A indenização decorrente de horas extras é uma perda da sua qualidade de vida ocasionada por um dano que impede a realização pessoal do trabalhador. Trata-se do chamado dano existencial, uma nova modalidade de indenização, que consiste na violação dos direitos fundamentais da pessoa, direitos estes garantidos pela Constituição Federal, que resulte algum prejuízo no modo de ser ou nas atividades executadas pelo individuo.

Ao contrário do dano moral e dano material, o dano existencial não diz respeito à esfera íntima do ofendido, trata-se de um dano que decorre de uma frustração que impede a realização pessoal do trabalhador, com a perda da sua qualidade de vida. Em conformidade com a advogada trabalhista Sônia Mascaro Nascimento “o dano existencial é toda conduta que tem por finalidade atingir um projeto de vida do empregado ou sua convivência familiar e social causando-lhe prejuízo pessoal ou ao desenvolvimento profissional”.

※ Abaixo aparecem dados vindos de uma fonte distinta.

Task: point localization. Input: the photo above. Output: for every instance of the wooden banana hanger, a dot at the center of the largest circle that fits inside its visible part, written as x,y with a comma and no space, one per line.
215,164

Neste sentido, a prática de horas extras acima do limite legal ou ainda, a “venda” do período de férias dos empregados, fugindo das estipulações legais, faz parte de uma cultura questionável dos brasileiros, que a partir das novas decisões que vêm surgindo na Justiça do Trabalho poderão ter outro desfecho, uma vez que as situações elencadas podem trazer muitos danos às partes envolvidas. Apesar de ser uma modalidade nova no Brasil, os primeiros casos do chamado dano existencial já estão sendo julgados.

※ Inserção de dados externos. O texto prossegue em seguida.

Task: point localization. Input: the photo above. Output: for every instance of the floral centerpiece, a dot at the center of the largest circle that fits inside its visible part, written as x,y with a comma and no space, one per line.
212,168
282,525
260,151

A também advogada trabalhista Maria Clarice Santos de Almeida define que a nova modalidade “é uma resolução assertiva, pois é fato que quando um indivíduo trabalha demasiadamente, não dorme bem e acaba prejudicando suas funções na empresa, aumentando o estresse e podendo causar problemas de saúde e abalar física e psicologicamente”

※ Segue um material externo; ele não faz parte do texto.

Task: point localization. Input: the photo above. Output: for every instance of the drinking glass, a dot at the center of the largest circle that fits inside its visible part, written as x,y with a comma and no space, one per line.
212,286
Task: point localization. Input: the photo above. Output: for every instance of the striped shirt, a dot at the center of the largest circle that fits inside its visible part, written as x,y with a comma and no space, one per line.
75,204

Segundo a advogada, “realizar horas extras de, no máximo, duas horas por dia esporadicamente é possível, em razão do limite legal fixado. Porém, quando o funcionário passa a realizar essas duas horas adicionais durante um longo período, como se fosse a própria jornada de trabalho do empregado, surge a possibilidade de caracterizar o dano existencial, sendo cabível o pedido por meio de ação trabalhista”.